Editor’s note: This article has been updated to correct Julie McCarron’s age.
“Every woman deserves a midwife.”
That’s the mantra you’ll likely hear if you spend more than a little time in the company of Mary Lou Kelsey, Homer’s most legendary certified nurse midwife.
A transplant in Ohio in 1981, Kelsey retired on Oct. 13 after more than 35 years in midwifery care.
She delivered more than 1,000 infants and pioneered the midwifery program at South Peninsula Hospital. She leaves several partners to carry on her work at Homer Medical Clinic.
At a party celebrating Kelsey’s retirement on Oct. 13 at the Best Western Inn in Homer, residents young and old, some acquaintances of Kelsey’s and some delivered into her hands, gathered to share their favorite memories of her.
Julie McCarron has plenty of thoughts from her time as a colleague of Kelsey’s, but her history with her goes back to when she was 36 and Kelsey was helping her through her pregnancy with twins.
“She’s a natural midwife in so many ways,” McCarron said. “Her midwifery transcends pregnancy, you know? … Just in the way she cares for people.”
McCarron’s earliest interaction with Kelsey was when she was in the process of moving to Homer in the late 1990s.
She wrote a letter asking about possibly CNM jobs in the area, and said Kelsey’s response was was kind and welcoming.
“She just always has this way about here where she’s just so kind to people and she really… she cares for all the people around her as if she was taking care of a pregnant mom,” she said.
Homer’s midwifery program is ranked the best in Alaska, according to South Peninsula Hospital CEO Bob Letson. Kelsey had a lot to do with that, he said.
“I’ve been at the hospital almost 10 years and she has been an active midwife at the hospital. She started the program and has been there through all of the growth.”
Not only did Kelsey get the program started with her husband, Dr. William Bell, she helped train a lot of the hospital’s obstetrics nurses, Letson said.
“…She’s like the foundation of the program, so she’ll be missed, but she has trained other people and brought them along so that we have other good midwives now,” he said.
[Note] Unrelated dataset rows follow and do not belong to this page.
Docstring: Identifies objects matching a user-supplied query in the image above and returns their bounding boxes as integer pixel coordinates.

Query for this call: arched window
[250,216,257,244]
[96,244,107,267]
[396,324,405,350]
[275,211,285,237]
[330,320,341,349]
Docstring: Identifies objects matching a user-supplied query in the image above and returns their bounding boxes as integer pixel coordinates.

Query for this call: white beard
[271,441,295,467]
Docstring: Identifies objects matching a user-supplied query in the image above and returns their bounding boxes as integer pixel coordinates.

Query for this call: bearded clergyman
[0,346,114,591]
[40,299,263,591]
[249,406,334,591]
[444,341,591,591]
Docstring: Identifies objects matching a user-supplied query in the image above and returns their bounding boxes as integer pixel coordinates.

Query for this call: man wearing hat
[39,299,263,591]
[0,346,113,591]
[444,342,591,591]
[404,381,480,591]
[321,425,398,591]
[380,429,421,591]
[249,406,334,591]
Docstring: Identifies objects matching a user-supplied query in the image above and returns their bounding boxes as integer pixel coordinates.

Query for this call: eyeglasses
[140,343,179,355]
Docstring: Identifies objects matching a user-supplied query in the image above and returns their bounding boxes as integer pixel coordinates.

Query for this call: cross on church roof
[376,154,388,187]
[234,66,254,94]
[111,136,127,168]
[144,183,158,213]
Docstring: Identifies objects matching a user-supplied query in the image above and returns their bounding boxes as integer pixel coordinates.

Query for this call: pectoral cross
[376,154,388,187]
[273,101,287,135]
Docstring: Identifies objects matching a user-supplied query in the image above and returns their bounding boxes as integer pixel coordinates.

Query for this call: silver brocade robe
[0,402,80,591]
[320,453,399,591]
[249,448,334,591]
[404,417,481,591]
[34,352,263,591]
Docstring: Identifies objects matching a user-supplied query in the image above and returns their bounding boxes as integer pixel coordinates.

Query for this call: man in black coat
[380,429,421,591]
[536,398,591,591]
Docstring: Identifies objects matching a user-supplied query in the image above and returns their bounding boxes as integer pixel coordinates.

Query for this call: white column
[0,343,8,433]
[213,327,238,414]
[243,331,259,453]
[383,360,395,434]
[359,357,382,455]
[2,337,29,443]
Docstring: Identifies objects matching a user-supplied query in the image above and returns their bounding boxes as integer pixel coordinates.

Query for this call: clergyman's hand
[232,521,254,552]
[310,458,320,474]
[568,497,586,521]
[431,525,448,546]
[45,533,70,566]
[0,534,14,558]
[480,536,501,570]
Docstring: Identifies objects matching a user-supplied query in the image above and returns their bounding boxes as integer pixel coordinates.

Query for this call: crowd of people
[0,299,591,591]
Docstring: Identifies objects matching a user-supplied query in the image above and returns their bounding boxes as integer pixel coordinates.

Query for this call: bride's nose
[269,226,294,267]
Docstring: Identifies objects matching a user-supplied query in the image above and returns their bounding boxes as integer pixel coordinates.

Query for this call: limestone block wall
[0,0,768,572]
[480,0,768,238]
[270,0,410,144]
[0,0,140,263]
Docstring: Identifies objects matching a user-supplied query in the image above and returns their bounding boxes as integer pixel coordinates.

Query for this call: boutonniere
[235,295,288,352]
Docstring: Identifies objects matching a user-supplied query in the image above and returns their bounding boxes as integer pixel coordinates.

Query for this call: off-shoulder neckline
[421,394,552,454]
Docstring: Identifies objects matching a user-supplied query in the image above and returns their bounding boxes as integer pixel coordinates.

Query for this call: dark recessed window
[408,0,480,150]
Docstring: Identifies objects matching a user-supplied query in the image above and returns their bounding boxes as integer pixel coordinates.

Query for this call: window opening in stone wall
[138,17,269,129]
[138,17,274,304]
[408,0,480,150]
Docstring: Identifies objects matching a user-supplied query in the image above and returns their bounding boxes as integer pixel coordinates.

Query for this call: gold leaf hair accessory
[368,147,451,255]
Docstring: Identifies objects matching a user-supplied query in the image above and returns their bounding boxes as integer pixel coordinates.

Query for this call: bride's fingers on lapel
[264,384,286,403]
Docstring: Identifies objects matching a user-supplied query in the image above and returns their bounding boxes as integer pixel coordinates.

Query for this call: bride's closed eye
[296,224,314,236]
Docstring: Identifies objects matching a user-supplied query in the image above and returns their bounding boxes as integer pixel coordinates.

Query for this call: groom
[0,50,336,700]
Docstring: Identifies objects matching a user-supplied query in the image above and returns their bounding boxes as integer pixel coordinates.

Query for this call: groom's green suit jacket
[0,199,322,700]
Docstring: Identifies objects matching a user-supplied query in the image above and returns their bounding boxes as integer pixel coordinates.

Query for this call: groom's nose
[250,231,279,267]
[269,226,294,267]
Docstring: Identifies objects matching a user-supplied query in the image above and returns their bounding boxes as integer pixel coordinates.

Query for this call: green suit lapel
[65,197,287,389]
The program functions with the nurse midwives attending the majority of births and helping women before and after them. Patients are refereed to the hospital’s two obstetrics gynecologists in high risk situations, Kelsey said, though the nurse midwives will usually still attend the births to be an advocate for the mothers.
The nurse midwives and OBGYNs work closely as a team, Kelsey and Letson said.
From his last 10 years with the hospital, Letson remembers that Kelsey has always been very patient and focused.
“She was always trying to do the very best for the patients, trying to make sure our work processes were stellar and safe,” he said. “She’s a good team player.”
Letson and Kelsey both said Homer’s midwifery program is unique in its evolution when compared to the rest of the state.
“The other thing I’m proud of is that, really, our hospital is very unique as a community hospital that the majority of births, almost all of them, are attended by nurse midwives,” Kelsey said.
Nationwide, Letson said the trend is that midwives will more likely be found in rural areas than in cities.
“I think in some of the real large cities like Fairbanks and Anchorage, there’s probably more OBGYNs that do a lot of the care themselves. But here our two OBGYNs work very closely with the midwives and it’s one team, they work together,” he said.
However, Kelsey pointed out that in the grand scheme of things, midwifery is becoming more well known in America, having been standard practice in many European countries for years.
“I think it’s much more known in the United States that there are nurse midwives,” she said. “And I think that because they’ve seen them in different settings — in inner city hospitals and in private practices and in rural care, and also military, a lot of military nurse midwives, and on Native reservations… — so, we are all over and I think that people know more about us now, so I’ve seen that really grow and you can usually find a nurse midwife in your community.”
Kelsey gravitated toward midwifery while working as a nurse in psychiatry as well as labor and delivery. She was inspired by the tradition of midwifery in Appalachia, not too far away from her native Ohio, she said.
“I really liked being with women and helping women and families through birth,” she said. “I found that out as I worked as a nurse.”
Kelsey said she just feels it’s important for mothers to have an advocate there with them no matter where they give birth, whether it be at home or in a hospital. That’s where midwifery serves people, she said.
“We would be there for the entire experience,” she said. “In other words, if a doctor attends your birth, they do show up at delivery. So it’s really having somebody who is your advocate with you the entire time and making decisions with you.”
There is a misnomer out there that mothers ought to give birth a certain way, Kelsey said.
“But really, what we feel, is what’s right for the woman. And we will support her in that.”